Safety Efficacy Evaluation of Empagliflozin Administration for Neutropenia in Glycogenosis Type 1b and G6PC3 Deficiency


Brief description of study

Treatment of neutropenia of G6PC3 and Glycogenosis type 1b patients with empagliflozin

Detailed Study Description

Ubiquitous glucose-6-phosphatase deficiency (G6PC3) and glucose-6-phosphate transporter deficiency (G6PT/SLC37A4) both cause neutropenia. Studies on a G6PC3 deficient mouse model by Dr Veiga-da-Cunha and Prof. Van Schaftingen and colleagues have shown that these two proteins collaborate to hydrolyze a metabolite that exerts toxic effects on neutrophils. This metabolite is 1,5-anhydroglucitol-6-phosphate. It is formed by phosphorylation of a glucose analogue, 1,5-anhydroglucitol, which is present in the blood of all humans, mice and other mammals.

This discovery of the function of G6PC3 and G6PT opens up therapeutic prospects, in that lowering the concentration of 1,5-anhydroglucitol in the blood should reduce the concentration of 1,5-anhydroglucitol-6-phosphate in the cells and thus reduce its toxic effects. Veiga-da-Cunha, Van Schaftingen and colleagues have already shown that this is the case for a model of mice deficient in G6PC3 treated with empagliflozin .

Following these discoveries, the aim of the investigator's experiment is to test the effect of the efficacy of empagliflozin on urinary excretion and elimination of blood 1,5-anhydroglucitol in patients with glucose-6-phosphate transporter deficiency (type Ib glycogenosis) and patients with G6PC3 deficiency. This should allow patients to significantly lower the level of 1,5-anhydroglucitol-6-phosphate found in their neutrophils and thus cure their neutropenia.

Empagliflozin (marketed in Belgium under the name of Jardiance) belongs to the class of drugs called oral hypoglycemic agents.
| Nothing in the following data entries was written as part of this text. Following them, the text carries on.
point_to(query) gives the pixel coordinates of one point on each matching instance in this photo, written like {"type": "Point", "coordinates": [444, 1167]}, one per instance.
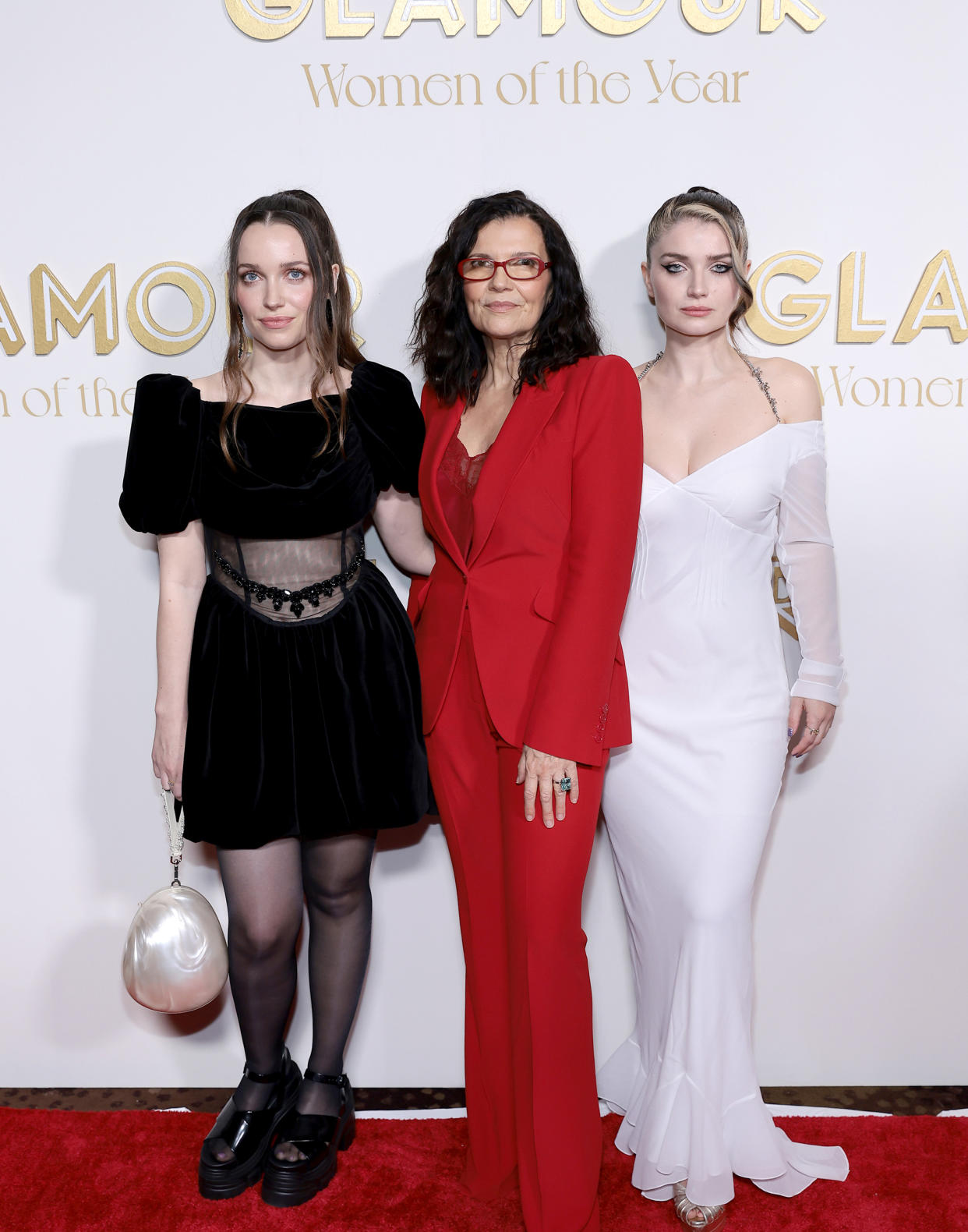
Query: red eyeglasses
{"type": "Point", "coordinates": [482, 269]}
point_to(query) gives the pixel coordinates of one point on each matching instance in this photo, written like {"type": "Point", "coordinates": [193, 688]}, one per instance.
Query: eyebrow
{"type": "Point", "coordinates": [679, 257]}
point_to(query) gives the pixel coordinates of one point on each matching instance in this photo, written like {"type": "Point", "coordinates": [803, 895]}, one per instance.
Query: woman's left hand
{"type": "Point", "coordinates": [542, 777]}
{"type": "Point", "coordinates": [815, 718]}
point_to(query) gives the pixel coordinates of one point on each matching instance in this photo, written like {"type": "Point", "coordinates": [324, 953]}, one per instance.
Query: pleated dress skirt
{"type": "Point", "coordinates": [303, 728]}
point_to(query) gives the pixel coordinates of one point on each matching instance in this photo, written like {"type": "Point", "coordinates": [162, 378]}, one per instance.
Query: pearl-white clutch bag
{"type": "Point", "coordinates": [175, 955]}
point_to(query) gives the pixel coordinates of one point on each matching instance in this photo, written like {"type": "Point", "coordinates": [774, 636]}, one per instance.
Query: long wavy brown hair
{"type": "Point", "coordinates": [329, 331]}
{"type": "Point", "coordinates": [448, 348]}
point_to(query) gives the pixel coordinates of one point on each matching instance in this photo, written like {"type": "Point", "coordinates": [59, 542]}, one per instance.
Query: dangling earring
{"type": "Point", "coordinates": [244, 340]}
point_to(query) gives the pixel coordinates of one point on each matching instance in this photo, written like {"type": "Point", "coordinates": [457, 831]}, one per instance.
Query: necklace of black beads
{"type": "Point", "coordinates": [296, 599]}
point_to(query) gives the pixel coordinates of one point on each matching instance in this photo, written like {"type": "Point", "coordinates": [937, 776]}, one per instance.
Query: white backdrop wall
{"type": "Point", "coordinates": [140, 129]}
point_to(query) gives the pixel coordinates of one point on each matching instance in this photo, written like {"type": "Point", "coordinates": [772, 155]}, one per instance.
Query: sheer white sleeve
{"type": "Point", "coordinates": [806, 554]}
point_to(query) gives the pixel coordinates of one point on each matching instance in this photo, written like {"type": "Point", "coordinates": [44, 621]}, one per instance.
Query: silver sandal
{"type": "Point", "coordinates": [691, 1214]}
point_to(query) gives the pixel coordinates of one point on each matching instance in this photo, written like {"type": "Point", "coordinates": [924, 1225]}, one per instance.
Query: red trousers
{"type": "Point", "coordinates": [530, 1072]}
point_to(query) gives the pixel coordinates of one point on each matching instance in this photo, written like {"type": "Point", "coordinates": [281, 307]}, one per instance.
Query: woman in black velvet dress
{"type": "Point", "coordinates": [287, 713]}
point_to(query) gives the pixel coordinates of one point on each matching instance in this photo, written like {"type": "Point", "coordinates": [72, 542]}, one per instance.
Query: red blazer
{"type": "Point", "coordinates": [547, 575]}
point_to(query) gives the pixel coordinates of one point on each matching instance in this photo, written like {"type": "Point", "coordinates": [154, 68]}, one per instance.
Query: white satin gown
{"type": "Point", "coordinates": [689, 803]}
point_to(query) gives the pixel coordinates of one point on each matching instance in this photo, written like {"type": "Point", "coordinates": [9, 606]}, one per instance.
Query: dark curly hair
{"type": "Point", "coordinates": [447, 345]}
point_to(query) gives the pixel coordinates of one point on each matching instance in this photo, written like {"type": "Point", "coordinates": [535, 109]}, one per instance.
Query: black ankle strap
{"type": "Point", "coordinates": [255, 1076]}
{"type": "Point", "coordinates": [331, 1079]}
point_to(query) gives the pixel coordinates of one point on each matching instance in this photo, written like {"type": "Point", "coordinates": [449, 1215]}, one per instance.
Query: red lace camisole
{"type": "Point", "coordinates": [458, 480]}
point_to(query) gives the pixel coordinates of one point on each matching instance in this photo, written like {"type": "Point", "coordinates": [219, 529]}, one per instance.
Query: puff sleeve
{"type": "Point", "coordinates": [806, 554]}
{"type": "Point", "coordinates": [390, 424]}
{"type": "Point", "coordinates": [159, 492]}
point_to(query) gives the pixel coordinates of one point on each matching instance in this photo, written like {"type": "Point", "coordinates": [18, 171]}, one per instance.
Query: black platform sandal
{"type": "Point", "coordinates": [320, 1138]}
{"type": "Point", "coordinates": [248, 1134]}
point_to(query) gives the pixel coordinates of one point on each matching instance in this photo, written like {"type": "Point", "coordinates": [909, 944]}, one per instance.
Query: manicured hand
{"type": "Point", "coordinates": [809, 722]}
{"type": "Point", "coordinates": [168, 753]}
{"type": "Point", "coordinates": [542, 775]}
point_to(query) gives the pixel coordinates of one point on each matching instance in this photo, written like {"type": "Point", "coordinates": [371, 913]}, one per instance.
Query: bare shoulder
{"type": "Point", "coordinates": [210, 388]}
{"type": "Point", "coordinates": [797, 397]}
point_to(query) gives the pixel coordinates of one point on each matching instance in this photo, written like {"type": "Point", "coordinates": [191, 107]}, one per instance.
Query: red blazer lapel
{"type": "Point", "coordinates": [530, 413]}
{"type": "Point", "coordinates": [441, 424]}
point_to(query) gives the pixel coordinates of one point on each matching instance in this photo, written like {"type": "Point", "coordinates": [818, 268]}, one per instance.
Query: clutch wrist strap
{"type": "Point", "coordinates": [175, 827]}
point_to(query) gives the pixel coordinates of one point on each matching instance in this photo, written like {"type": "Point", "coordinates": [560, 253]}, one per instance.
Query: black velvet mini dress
{"type": "Point", "coordinates": [303, 692]}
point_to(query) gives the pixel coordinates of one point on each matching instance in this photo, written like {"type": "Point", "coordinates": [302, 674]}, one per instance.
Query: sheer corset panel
{"type": "Point", "coordinates": [287, 579]}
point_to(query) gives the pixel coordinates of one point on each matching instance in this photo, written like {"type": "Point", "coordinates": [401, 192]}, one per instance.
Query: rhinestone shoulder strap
{"type": "Point", "coordinates": [651, 365]}
{"type": "Point", "coordinates": [759, 377]}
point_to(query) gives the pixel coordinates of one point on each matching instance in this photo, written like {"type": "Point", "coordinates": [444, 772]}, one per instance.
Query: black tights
{"type": "Point", "coordinates": [263, 891]}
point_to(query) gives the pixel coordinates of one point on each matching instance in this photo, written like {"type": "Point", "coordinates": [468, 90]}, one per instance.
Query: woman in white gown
{"type": "Point", "coordinates": [734, 472]}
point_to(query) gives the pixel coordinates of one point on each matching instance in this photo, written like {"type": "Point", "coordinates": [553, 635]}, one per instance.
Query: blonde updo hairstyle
{"type": "Point", "coordinates": [707, 206]}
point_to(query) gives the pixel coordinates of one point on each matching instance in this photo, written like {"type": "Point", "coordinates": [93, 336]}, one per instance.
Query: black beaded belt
{"type": "Point", "coordinates": [278, 595]}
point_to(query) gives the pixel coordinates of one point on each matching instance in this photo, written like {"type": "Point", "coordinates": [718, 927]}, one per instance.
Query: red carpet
{"type": "Point", "coordinates": [135, 1172]}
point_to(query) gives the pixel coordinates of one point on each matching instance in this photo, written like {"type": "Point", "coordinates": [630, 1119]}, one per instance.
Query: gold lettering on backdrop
{"type": "Point", "coordinates": [405, 12]}
{"type": "Point", "coordinates": [938, 303]}
{"type": "Point", "coordinates": [851, 324]}
{"type": "Point", "coordinates": [609, 17]}
{"type": "Point", "coordinates": [798, 314]}
{"type": "Point", "coordinates": [458, 78]}
{"type": "Point", "coordinates": [270, 19]}
{"type": "Point", "coordinates": [148, 331]}
{"type": "Point", "coordinates": [772, 12]}
{"type": "Point", "coordinates": [489, 14]}
{"type": "Point", "coordinates": [36, 413]}
{"type": "Point", "coordinates": [275, 19]}
{"type": "Point", "coordinates": [711, 16]}
{"type": "Point", "coordinates": [845, 390]}
{"type": "Point", "coordinates": [52, 306]}
{"type": "Point", "coordinates": [715, 89]}
{"type": "Point", "coordinates": [399, 82]}
{"type": "Point", "coordinates": [343, 23]}
{"type": "Point", "coordinates": [12, 338]}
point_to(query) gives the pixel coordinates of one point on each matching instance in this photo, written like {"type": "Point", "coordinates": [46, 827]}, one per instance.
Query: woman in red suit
{"type": "Point", "coordinates": [530, 484]}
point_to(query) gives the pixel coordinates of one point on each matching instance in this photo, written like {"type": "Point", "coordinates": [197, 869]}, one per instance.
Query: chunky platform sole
{"type": "Point", "coordinates": [286, 1187]}
{"type": "Point", "coordinates": [217, 1183]}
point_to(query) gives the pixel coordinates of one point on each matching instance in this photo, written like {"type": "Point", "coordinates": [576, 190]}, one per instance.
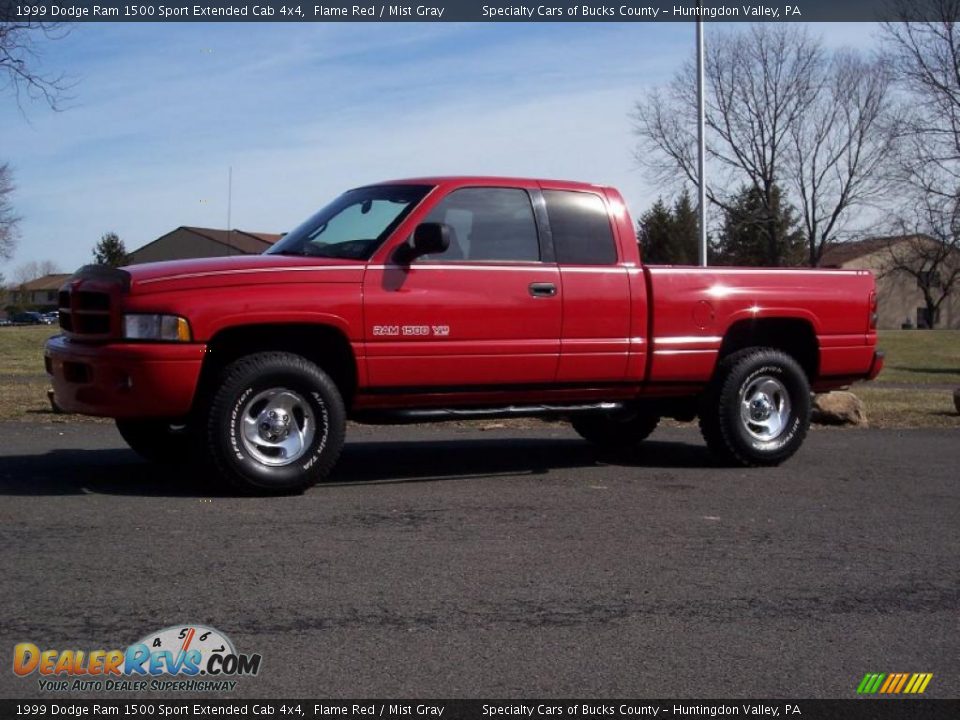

It works on the kidney by inhibiting the glucose transporter in the proximal tubules, SGLT2, which leads to glucosuria that results in the elimination of 1,5-anhydroglucitol in the urine. At present, Empagliflozin alone or in combination with other drugs is commonly used in people with type 2 diabetes to control their blood sugar levels.